In recent years, brain imaging has shown that although neuromas can contribute, the primary source of phantom pain derives from pathological changes in the representation of the body that forms the homunculus. When a body part is lost, the sensory information normally transmitted to its corresponding neural area in the homunculus abruptly ceases. Although it is not understood why this causes pain, it has been theorized that the neurons register alarm at the absence of normal input, and this alarm translates into pain.

Moreover, for unknown reasons, the neurons of adjacent areas of the homunculus grow into the area corresponding to the missing limb.

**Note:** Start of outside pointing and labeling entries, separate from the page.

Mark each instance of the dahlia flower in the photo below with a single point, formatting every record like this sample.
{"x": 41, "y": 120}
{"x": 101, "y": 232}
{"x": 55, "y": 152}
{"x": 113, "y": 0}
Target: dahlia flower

For example, one of the quirks of the homunculus is that the arm and hand areas are adjacent to the face area. When a person loses her arm, the facial neurons of the homunculus begin to grow pathways into the adjacent arm area. Because of that, stroking the face (particularly the lips) of an amputee who has lost a hand may trigger the sensation of being stroked on the phantom hand. It is not known how this cross wiring causes pain, but the greater the degree of cross wiring in the homunculus, the more severe pain the amputee suffers.